Teck Resources says it’s baffled over the virtual disappearance of a rare fish from a lengthy stretch of a long-contaminated river downstream from the company’s coal-mining operations in southeastern British Columbia.
A recent survey of cutthroat trout, a species of special concern, in the Fording River immediately downstream from the mines found numbers of the prized game fish have unexpectedly collapsed. Stretches of river that teemed with hundreds of adults and juveniles were empty of fish two years later.
Survey teams working for the company in 2017 estimated 76 adult fish per kilometre in the 60-kilometre stretch of river from Teck’s four mines to the town of Elkford, B.C. By late 2019, the estimate was nine.
Over the entire distance, water that held nearly 3,700 fish in the fall of 2017 had just 66 by last October.
“We found that it was 74 per cent lower for juveniles and 93 per cent lower for adults,” said Teck spokesman Doug Brown. “We don’t know what factors contributed to that.”

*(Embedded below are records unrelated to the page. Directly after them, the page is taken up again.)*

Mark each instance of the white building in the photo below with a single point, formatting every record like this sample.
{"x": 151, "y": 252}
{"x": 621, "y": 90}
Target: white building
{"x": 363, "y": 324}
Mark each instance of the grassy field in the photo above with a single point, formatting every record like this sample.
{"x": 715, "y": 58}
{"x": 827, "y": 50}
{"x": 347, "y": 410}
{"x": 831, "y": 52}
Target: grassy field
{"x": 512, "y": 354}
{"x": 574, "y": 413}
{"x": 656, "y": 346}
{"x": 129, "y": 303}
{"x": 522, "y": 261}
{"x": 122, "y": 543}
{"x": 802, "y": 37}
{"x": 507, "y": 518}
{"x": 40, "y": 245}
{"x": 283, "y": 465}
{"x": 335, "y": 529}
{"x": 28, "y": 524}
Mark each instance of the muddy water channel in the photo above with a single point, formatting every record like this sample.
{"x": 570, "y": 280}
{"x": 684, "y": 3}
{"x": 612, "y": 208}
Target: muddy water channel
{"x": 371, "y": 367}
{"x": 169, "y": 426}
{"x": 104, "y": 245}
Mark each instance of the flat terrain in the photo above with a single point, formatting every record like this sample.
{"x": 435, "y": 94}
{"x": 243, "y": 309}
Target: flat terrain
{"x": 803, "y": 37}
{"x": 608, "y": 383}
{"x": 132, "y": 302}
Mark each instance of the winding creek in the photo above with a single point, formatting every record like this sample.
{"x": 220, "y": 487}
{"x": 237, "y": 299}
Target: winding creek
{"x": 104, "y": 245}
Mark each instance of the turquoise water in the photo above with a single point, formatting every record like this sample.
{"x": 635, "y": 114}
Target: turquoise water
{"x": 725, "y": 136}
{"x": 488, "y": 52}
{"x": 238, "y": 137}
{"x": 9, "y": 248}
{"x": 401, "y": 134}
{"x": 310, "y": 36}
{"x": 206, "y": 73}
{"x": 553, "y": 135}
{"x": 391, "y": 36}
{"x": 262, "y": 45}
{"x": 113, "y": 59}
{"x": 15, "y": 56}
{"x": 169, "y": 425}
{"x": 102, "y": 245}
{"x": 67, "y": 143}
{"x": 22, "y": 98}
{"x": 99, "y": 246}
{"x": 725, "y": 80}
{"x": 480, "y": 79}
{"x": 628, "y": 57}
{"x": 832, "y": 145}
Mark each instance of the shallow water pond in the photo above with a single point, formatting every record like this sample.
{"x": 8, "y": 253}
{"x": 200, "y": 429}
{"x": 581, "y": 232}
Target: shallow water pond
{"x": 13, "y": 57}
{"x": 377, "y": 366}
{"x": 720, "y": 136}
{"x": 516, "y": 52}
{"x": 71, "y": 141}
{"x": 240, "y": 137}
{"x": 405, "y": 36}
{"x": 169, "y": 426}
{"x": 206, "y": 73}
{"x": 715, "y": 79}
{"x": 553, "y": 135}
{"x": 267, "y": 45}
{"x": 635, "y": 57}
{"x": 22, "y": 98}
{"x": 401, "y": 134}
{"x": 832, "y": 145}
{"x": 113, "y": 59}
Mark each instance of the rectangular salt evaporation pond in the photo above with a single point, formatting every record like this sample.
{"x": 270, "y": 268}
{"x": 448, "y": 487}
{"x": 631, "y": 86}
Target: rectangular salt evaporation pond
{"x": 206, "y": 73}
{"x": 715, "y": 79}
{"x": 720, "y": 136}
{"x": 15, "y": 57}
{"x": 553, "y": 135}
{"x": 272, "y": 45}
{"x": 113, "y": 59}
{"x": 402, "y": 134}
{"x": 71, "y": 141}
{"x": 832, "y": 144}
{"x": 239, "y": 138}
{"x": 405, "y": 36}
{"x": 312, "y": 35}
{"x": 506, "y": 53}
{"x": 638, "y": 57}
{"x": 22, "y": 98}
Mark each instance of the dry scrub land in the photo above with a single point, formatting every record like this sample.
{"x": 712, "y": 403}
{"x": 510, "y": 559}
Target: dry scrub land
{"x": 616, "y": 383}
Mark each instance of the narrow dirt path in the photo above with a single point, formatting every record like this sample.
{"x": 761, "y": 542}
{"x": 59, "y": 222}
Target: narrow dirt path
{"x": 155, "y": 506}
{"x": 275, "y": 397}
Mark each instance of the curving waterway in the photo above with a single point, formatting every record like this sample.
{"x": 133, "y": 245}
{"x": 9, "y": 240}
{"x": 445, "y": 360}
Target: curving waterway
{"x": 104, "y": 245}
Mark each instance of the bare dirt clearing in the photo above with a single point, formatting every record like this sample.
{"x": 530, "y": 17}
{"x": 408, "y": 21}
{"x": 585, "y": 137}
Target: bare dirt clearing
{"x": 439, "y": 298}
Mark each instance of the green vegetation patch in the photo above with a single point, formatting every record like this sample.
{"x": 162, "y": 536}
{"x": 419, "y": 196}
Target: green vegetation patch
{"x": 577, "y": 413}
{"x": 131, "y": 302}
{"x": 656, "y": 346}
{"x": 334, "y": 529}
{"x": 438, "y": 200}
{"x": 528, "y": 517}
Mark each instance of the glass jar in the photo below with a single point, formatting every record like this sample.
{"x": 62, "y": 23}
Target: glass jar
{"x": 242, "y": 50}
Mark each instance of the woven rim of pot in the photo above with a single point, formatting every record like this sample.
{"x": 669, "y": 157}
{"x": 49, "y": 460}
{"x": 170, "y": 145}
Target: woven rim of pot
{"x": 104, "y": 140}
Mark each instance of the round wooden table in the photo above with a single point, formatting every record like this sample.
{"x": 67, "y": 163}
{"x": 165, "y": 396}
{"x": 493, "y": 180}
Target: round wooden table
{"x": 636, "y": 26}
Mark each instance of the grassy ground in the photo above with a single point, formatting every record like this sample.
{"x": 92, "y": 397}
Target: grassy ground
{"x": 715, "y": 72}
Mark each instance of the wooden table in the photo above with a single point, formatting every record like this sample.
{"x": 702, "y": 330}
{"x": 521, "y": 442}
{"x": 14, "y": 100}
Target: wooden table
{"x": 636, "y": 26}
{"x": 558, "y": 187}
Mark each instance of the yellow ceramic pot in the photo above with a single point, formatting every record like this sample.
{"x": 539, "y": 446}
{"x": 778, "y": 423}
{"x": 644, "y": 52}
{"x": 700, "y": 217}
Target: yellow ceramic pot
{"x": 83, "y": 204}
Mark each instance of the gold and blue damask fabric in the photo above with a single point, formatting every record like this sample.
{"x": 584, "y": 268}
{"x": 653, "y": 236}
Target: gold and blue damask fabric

Contamination from Teck’s mines into the rivers of the Elk River watershed are a long-standing problem. Coal mining releases selenium, an element which in large amounts is toxic to wildlife and humans.
Reports on selenium concentrations in area waterways have levels at the maximum or above B.C.’s drinking water guidelines. Two are four times higher.
Elk River water monitoring stations near the mines have reported levels 50 times what’s recommended for aquatic health. Near the city of Fernie, B.C., readings have in the past reached 10 times that.
Brown said Teck plans to spend more than $1 billion by 2024 to clean up its effluent. A malfunctioning water treatment plant has been repaired and two new plants are to be operating by the end of the year, he said.
“Once we reach that point, we expect to see some really significant reductions in selenium downstream,” Brown said. “We are behind on implementation because of the challenges we faced with the first facility.”
Selenium isn’t the only problem. Mining effluent causes calcification in which the loose, pebbly stream bottoms trout need to lay eggs harden over.
Neither issue is new and Brown said nothing changed in the last couple of years to account for the near-disappearance of one of the few remaining genetically pure stocks of one of Western Canada’s iconic species.
“We don’t know if it involves water-quality issues related to mines or if it’s natural causes, predation, climate change ... That’s the work we need to do to fully understand what of those factors is playing a role.”
The collapse was, however, predicted.
“The upper Fording River population of westslope cutthroat trout is in a critical downward spiral,” wrote an Environment Canada expert in 2014.
“Further increases in waterborne and fish tissue concentrations (of selenium) can only lead to one outcome ... total population collapse.”
The B.C. government said it’s aware of and concerned about the fish. Monitoring programs with Teck and the Ktunaxa First Nation are being set up, said Environment Department spokesman David Karn.
“(The province) is working with other provincial and federal agencies to review and oversee the short-term mitigation actions and determination of cause, as well as proposed fish population studies in 2020,” he said.
Teck now reports every two weeks to the provinces on work by third-party investigators, said Karn.